Die Zusammenarbeit zwischen Autor und Förderkreis hängt auch damit zusammen, dass sich die FüAk stärker als früher in ihrer Umgebung verankern will. Mit dem neuen Buch soll es darum gehen, Nachbarn und einer interessierten Öffentlichkeit Einblicke in die historischen Geschehnisse zu geben.
Schmidts Forschungsergebnisse gehen mittlerweile noch weit über das Bekannte hinaus. Unter anderem hat er akribisch alle Akten gesichtet, die zum Zwangsverkauf verfügbar waren. Bemerkenswert: Schmidt nennt alle Firmen, die Nutznießer dieser deprimierenden Aktion waren, namentlich – mancher wird das nicht gerne lesen. Die Bundeswehr, die logischerweise keine Schuld an diesen Vorkommnissen trifft, hat sich trotzdem frühzeitig dem Thema gestellt und gehandelt. Bereits 1994 wurde in Anwesenheit von Nachfahren der Familien Plaut und Liebeschütz ein Baum gepflanzt und an der Außenfassade der Villa eine Plakette mit der Aufschrift „Villa Plaut“ angebracht. Im ehemaligen Salon des lange als Büro der Truppenverwaltung genutzten Hauses erinnert zudem eine Tafel an Henriette Arndt.
Spannendes Kapitel
Während des Zweiten Weltkriegs residierte (nach weiteren Grundstückskäufen in der Nachbarschaft) mit großem Brimborium das Luftgaukommando XI in Nienstedten. Damals begann die militärische Prägung des Geländes, die bis heute andauert – wenn auch unter völlig anderen Rahmenbedingungen.
Dieses Kapitel liest sich ebenso spannend wie die Schilderung der Nachkriegsjahre. Nachdem das Gelände von den britischen Besatzern unter dem Namen „Uxbridge Barracks“ genutzt worden war, zog hier erst 1958 die Führungsakademie ein. Diese Wahl war indes keine Selbstverständlichkeit – auch Bad Ems und Heidelberg hatten um die FüAk geworben.
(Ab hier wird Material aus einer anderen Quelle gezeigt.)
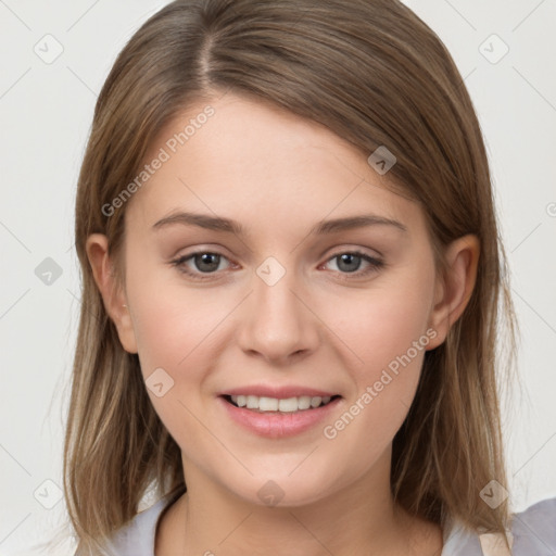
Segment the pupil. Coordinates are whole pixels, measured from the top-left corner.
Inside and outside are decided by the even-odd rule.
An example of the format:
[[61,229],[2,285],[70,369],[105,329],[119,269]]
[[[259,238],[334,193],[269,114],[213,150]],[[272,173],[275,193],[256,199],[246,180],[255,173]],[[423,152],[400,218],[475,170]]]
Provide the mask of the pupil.
[[[198,264],[198,268],[200,270],[203,270],[203,269],[204,270],[216,270],[218,268],[218,262],[219,262],[218,256],[219,255],[216,255],[214,253],[203,253],[202,255],[197,255],[195,263],[199,262],[199,260],[201,260],[200,265]],[[208,267],[203,268],[203,265],[208,265]]]
[[350,263],[352,263],[354,258],[355,260],[359,260],[359,262],[361,262],[361,257],[358,255],[352,255],[350,253],[340,255],[340,265],[339,265],[339,267],[341,268],[342,264],[348,263],[348,267],[345,268],[345,270],[348,270],[349,273],[353,273],[354,270],[357,270],[359,265],[355,265],[355,267],[350,266]]

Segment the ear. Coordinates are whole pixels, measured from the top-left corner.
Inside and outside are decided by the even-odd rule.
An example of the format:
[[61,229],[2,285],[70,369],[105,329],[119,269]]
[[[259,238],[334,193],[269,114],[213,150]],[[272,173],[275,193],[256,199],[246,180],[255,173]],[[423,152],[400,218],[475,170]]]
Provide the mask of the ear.
[[87,238],[87,257],[92,268],[97,287],[102,295],[104,308],[114,321],[124,350],[138,353],[131,315],[127,306],[125,291],[117,289],[113,263],[109,257],[109,241],[102,233],[92,233]]
[[433,350],[446,339],[452,325],[464,313],[477,279],[480,255],[479,238],[463,236],[446,248],[446,270],[439,277],[434,288],[434,302],[429,316],[429,327],[437,331],[428,350]]

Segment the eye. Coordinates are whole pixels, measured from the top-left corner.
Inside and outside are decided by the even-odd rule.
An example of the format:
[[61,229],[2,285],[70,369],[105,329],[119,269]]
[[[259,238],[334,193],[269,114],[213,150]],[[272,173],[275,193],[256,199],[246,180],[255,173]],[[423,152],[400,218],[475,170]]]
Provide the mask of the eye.
[[[332,261],[337,262],[337,266],[341,274],[355,274],[357,277],[367,276],[386,265],[386,263],[380,258],[372,257],[362,253],[361,251],[346,251],[343,253],[337,253],[328,260],[328,263]],[[366,262],[368,266],[365,270],[359,271],[362,262]]]
[[[188,255],[180,256],[170,262],[170,264],[178,268],[180,273],[187,274],[194,280],[206,280],[211,276],[202,276],[203,274],[215,274],[219,269],[222,260],[226,257],[220,253],[213,253],[212,251],[197,251]],[[197,267],[199,273],[190,270],[186,264],[191,260],[191,263]]]
[[[222,270],[220,263],[223,260],[227,261],[227,257],[220,253],[212,251],[197,251],[170,261],[170,265],[176,267],[180,273],[188,275],[193,280],[207,280],[213,278],[211,275],[215,275],[217,270]],[[344,251],[337,253],[325,264],[332,261],[338,262],[340,274],[355,275],[359,278],[370,275],[386,266],[383,261],[362,253],[361,251]],[[188,265],[188,262],[191,262],[191,265]],[[367,263],[368,266],[365,270],[359,271],[362,262]],[[197,271],[194,269],[192,270],[191,266],[194,266]]]

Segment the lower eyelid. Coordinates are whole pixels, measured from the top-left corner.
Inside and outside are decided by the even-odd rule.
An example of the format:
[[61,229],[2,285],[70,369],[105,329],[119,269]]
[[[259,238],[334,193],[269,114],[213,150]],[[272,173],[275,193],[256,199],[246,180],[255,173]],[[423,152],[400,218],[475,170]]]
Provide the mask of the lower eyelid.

Amüsant: Vonseiten Hamburgs wurde unter anderem mit einem Schreiben für den Standort geworben, in dem es heißt: „Im Sommer ist in Hamburg das Klima für derartige Lehrgänge wesentlich erträglicher.“
Die Entwicklung des Geländes spiegelt laut Wolfgang Schmidt, der auch vieles zu Architektur und Kunst vor Ort dokumentiert, in Teilen „die deutsche Geschichte des 20. Jahrhunderts wider“.